Agricultural Research Service

Title: Evaluation of Conservation Management Practices for Cotton Production

Authors
item Hanks, James
item Martin, Steven - MS STATE UNI
item Fisher, Daniel
item Thomson, Steven

Submitted to: National Cotton Council Beltwide Cotton Conference
Publication Type: Proceedings
Publication Acceptance Date: January 5, 2005
Publication Date: June 1, 2006
Citation: Hanks, J.E., Martin, S.W., Fisher, D.K., Thomson, S.J. 2006. Evaluation of conservation management practices for cotton production. National Cotton Council Beltwide Cotton Conference, January 3-6, 2006, San Antonio, TX. CD-ROM.

Interpretive Summary: Investigations were conducted at Stoneville, MS to evaluate conservation management practices in cotton production. Significant interest has developed to find methods of increasing profitability in cotton production and minimize the environmental impact to the surrounding area. The objective of this study was to compare conservation tillage practices with conventional tillage typically used in cotton production. The study compared conventional tillage to plots with no-till, low-till sub-soiling as the only tillage, and the use of a winter wheat cover crop. The investigation was conducted for continuous cotton production and for cotton production in an alternate year rotation with corn. Supplemental water was provided uniformly to all plots by furrow irrigation, as needed. Aerial thermal imagery was collected to aid in comparing the different tillage practices. Cotton grown in the alternate year rotation with corn resulted in significant yield increases compared to the continuous cotton. Only slight yield differences resulted in the no-till, sub-soiling, and cover crop treatments compared to the conventional production in either the continuous cotton production or the cotton rotation with corn. These results indicate significant reduction in the tillage input can be achieved with minimal change in cotton yield.
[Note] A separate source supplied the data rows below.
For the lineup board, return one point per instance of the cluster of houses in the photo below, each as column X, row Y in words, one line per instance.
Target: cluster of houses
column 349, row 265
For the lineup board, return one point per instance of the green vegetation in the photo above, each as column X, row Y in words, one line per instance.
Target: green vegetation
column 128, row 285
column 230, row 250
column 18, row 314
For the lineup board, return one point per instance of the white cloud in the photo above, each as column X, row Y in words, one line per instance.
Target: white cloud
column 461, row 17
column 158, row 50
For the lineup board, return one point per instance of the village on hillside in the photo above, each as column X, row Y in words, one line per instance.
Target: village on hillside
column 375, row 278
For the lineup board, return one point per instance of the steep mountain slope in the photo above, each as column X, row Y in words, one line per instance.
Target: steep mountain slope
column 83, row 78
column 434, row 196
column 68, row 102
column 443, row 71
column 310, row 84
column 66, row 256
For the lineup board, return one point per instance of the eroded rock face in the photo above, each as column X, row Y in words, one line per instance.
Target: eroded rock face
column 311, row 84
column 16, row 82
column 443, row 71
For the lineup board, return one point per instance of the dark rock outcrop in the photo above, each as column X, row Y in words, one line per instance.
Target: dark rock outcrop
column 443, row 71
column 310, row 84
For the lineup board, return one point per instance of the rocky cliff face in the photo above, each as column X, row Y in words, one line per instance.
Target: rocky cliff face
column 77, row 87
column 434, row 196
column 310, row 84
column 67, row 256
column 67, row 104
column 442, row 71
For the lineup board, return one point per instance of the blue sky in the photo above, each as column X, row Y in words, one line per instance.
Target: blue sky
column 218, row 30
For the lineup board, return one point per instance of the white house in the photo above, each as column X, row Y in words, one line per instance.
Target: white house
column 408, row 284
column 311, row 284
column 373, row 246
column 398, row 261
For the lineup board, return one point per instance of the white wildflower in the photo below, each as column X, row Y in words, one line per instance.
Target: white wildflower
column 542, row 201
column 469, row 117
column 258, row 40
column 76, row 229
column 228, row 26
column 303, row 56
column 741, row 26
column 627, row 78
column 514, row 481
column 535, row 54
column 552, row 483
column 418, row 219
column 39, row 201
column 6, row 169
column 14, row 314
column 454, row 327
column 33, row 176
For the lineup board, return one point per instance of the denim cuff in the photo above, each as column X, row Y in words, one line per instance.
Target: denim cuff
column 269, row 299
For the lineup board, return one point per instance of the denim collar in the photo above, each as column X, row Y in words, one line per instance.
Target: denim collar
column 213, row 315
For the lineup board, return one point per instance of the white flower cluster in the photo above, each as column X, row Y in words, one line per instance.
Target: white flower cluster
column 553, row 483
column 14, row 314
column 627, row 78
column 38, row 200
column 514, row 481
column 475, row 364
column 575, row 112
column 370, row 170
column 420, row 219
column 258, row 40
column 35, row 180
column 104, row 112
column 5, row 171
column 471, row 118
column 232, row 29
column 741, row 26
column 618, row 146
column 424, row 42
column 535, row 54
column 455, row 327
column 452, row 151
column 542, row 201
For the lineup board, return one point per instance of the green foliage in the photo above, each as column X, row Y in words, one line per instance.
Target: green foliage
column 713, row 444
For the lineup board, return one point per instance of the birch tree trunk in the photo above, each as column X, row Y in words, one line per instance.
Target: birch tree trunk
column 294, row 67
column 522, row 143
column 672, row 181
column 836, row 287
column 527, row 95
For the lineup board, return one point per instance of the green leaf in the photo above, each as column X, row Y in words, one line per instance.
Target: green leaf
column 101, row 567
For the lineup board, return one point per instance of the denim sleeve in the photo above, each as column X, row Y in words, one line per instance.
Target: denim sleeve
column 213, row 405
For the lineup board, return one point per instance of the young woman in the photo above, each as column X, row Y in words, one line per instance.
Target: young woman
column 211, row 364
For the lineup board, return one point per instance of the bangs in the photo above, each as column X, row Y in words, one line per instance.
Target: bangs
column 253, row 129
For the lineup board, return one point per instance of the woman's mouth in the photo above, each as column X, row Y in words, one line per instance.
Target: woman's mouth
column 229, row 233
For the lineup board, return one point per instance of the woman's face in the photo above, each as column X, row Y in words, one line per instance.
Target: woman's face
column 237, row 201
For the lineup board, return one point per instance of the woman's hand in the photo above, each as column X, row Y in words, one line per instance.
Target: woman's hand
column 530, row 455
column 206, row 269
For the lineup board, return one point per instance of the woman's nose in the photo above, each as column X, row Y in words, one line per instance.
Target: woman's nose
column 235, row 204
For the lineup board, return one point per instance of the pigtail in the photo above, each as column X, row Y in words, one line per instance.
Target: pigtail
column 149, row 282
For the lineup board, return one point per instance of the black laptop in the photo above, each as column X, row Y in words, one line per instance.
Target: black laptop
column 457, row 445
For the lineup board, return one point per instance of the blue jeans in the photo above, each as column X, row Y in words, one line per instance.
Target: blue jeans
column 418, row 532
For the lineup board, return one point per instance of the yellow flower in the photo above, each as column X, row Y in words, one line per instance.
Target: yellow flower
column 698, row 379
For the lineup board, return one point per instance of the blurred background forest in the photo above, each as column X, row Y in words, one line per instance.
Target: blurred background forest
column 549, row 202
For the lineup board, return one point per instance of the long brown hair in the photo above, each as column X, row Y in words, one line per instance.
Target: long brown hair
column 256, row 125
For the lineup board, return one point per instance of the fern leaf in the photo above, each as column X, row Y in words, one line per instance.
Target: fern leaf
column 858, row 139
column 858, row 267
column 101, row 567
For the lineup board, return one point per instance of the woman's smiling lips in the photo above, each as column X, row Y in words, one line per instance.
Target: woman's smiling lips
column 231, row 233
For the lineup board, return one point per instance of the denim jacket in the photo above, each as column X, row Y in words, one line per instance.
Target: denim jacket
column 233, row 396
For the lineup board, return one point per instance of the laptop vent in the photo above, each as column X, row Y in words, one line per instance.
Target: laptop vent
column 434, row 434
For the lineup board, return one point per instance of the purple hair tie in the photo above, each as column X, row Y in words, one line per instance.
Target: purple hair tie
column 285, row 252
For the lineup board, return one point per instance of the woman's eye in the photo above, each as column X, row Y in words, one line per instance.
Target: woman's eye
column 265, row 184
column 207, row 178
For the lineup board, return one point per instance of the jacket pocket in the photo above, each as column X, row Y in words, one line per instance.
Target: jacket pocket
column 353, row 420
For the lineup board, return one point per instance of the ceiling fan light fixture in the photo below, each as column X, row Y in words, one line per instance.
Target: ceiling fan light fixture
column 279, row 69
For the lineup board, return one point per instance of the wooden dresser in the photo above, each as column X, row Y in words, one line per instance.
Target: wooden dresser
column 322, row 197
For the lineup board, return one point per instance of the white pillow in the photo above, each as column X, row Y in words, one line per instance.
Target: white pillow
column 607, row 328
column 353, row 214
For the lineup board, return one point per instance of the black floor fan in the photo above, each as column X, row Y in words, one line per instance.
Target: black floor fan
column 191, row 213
The change from conventional production to conservation tillage production practices would require varying degrees of equipment changes; therefore, the environmental and economic factors will need to be considered carefully on a case-by-case basis before making these changes.

Technical Abstract: Field studies were conducted at Stoneville, MS to investigate the effects of reducing inputs with conservation management practices in cotton production. Significant interest has developed to find ways of reducing production inputs without major reductions in yield that also minimize the environmental impact to the surrounding area. The objective of this study was to compare conservation tillage practices with conventional tillage typically used in cotton production. The study compared conventional tillage to plots with no-till, low-till sub-soiling as the only tillage, and the use of a winter wheat cover crop. The investigation was conducted for continuous cotton production and for cotton production in an alternate year rotation with corn. Furrow irrigation was used to supply supplemental water as needed. Aerial thermal imagery was collected to aid in comparing the different tillage practices. Significant yield increases were observed in cotton grown in the alternate year rotation with corn compared to the continuous cotton. The no-till, sub-soiling, and cover crop treatments resulted in only slight yield differences compared to the conventional production in either the continuous cotton production or the cotton rotation with corn. These results indicate significant reduction in the tillage input can be achieved with minimal change in cotton yield. The change from conventional production to conservation tillage production practices would require varying degrees of equipment changes; therefore, the environmental and economic factors will need to be considered carefully on a case-by-case basis before making these changes.